Embryonic Stem Cells, Adult Stem Cells, and Medical Treatments
Posted On March 7, 2009
by Dr. David Fleischacker
Only adult stem cells work in adult tissues. Embryonic stem cells work in embryos, not mature organisms.
The Term “Stem Cell”
Unfortunately, the technical language that develops within a discipline does not always suggest what it should, especially when it is used in the general public. I think this is the case with the use of “stem cell” for both Embryonic and Adult stem cells. The term itself is not a problem, since stem cell suggests an originating cell. To that degree, the language is fine. Both embryonic stem cells and adult stem cells are origins of more mature types. However, in people’s minds, the use of the term suggests a greater relationship between the two types of stem cells than actually exists.
The relationship I believe that has been created for the political arena is that embryonic stem cells could be directly inserted into the same locations as any adult stem cell, and they will do the same thing as those adult stem cells. It is like a one stop solution, since embryonic stem cells are sold as cells which can become any type of cell in the body. However, this one stop solution simply is not true. Embryonic stem cells are designed to work properly at the beginning stages of the organism, not at its mature stage. Conversely, the adult stem cells work properly at the mature stage, not at the beginning stages. Swapping adult stem cells with embryonic stem cells does not work therapeutically for all kinds of genetic, biochemical, and organic reasons.

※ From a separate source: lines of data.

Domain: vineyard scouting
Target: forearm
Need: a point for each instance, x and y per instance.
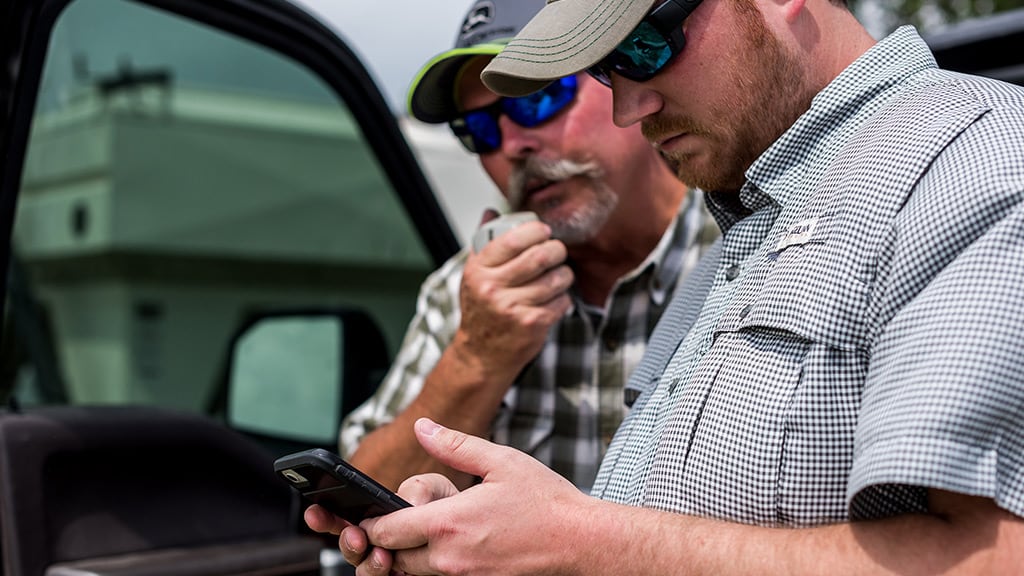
(972, 536)
(460, 392)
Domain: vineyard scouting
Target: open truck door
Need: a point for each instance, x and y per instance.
(174, 172)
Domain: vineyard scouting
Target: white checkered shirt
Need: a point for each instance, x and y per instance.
(565, 406)
(861, 340)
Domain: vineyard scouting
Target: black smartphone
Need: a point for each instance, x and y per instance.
(326, 479)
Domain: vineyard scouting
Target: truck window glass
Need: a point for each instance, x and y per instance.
(179, 179)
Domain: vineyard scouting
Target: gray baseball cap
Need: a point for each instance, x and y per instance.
(565, 37)
(487, 27)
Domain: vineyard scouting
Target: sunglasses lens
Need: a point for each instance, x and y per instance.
(601, 73)
(643, 52)
(538, 108)
(482, 128)
(477, 131)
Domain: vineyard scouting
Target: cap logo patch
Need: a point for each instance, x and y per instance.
(481, 14)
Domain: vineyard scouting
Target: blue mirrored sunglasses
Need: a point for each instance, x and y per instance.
(650, 46)
(478, 130)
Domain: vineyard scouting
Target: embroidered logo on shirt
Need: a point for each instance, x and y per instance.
(800, 234)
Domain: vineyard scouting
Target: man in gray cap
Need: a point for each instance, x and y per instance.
(849, 399)
(529, 340)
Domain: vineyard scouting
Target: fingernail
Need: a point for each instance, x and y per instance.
(427, 426)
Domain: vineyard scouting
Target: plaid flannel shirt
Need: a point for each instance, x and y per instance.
(567, 403)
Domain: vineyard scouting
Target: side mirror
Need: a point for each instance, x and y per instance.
(293, 375)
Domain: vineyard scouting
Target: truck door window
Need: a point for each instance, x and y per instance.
(178, 179)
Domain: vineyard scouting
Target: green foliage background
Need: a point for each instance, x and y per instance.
(882, 16)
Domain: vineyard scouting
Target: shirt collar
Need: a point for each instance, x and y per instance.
(785, 172)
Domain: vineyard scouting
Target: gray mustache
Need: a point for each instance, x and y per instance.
(552, 170)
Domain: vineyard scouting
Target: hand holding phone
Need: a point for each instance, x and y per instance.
(492, 230)
(326, 479)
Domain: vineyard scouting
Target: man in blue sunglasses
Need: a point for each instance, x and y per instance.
(529, 341)
(849, 398)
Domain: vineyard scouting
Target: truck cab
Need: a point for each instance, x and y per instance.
(213, 237)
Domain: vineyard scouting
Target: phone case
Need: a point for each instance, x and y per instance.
(326, 479)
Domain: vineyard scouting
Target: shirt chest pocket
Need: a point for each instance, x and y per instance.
(778, 393)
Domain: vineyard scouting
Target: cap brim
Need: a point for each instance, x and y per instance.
(431, 96)
(564, 38)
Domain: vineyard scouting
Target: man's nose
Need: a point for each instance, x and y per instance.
(632, 101)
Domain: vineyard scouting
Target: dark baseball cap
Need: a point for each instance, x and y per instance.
(485, 30)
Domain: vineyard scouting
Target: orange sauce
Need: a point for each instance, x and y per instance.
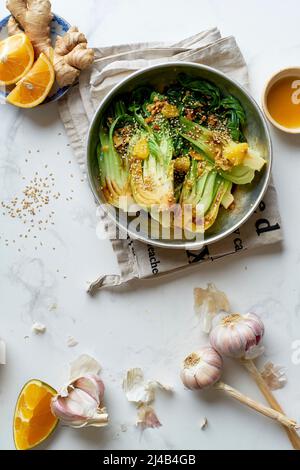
(283, 102)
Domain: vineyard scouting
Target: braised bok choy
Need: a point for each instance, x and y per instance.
(184, 146)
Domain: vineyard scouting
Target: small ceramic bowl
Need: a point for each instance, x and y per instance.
(59, 27)
(284, 73)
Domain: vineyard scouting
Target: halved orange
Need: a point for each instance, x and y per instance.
(33, 419)
(35, 86)
(16, 58)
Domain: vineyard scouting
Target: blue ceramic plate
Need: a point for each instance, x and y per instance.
(59, 27)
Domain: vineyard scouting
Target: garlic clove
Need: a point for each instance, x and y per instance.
(92, 385)
(79, 403)
(202, 369)
(237, 335)
(147, 418)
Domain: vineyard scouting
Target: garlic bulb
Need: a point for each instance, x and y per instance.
(202, 369)
(238, 335)
(80, 402)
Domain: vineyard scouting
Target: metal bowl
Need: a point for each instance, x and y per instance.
(247, 197)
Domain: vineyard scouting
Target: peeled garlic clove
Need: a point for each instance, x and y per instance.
(79, 403)
(237, 335)
(92, 385)
(202, 369)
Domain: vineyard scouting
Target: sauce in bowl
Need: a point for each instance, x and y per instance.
(281, 100)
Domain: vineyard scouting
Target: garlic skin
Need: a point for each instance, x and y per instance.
(202, 369)
(80, 402)
(238, 335)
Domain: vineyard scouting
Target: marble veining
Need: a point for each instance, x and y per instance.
(152, 326)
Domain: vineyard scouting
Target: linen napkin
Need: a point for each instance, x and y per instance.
(138, 260)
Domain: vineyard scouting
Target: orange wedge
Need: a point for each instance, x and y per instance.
(16, 58)
(33, 419)
(35, 86)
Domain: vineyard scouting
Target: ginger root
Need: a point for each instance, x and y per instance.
(13, 27)
(34, 17)
(71, 55)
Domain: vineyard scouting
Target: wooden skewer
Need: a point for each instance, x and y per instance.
(265, 410)
(254, 372)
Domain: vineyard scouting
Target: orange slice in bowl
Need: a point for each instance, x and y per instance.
(16, 58)
(33, 419)
(35, 86)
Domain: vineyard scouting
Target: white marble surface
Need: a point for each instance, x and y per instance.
(153, 325)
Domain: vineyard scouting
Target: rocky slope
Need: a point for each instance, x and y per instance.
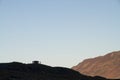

The Developmental Relationship between Embryonic Stem Cells and Adult Stem Cells
There is of course a relationship between embryonic and adult stem cells, one that is developmental. Stems cells of any type have a relation of finality to the mature types into which they emerge. In Embryonic stem cells, one is speaking of cells that exist early on in the life of the organism which then unfold into all of the various cells types of a mature organism, which includes adult stem cells. As this unfolding takes place, a variety of genetic, biochemical, and organic changes take place (one might be surprised that genetic changes take place. This refers to the actual packaging of the DNA molecules which causes shifts of the actual genes that can be transcribed). Adult stem cells in contrast maintain and heal the various organic systems in the body, and thus have significant differences in the genetic and biochemical schemes that are operative. In short, there are a variety of developmental stages between embryonic and adult stem cells. These stages effect a series of developmental shifts with all the accompanying changes that take place in the genetics and biochemistry of the cells.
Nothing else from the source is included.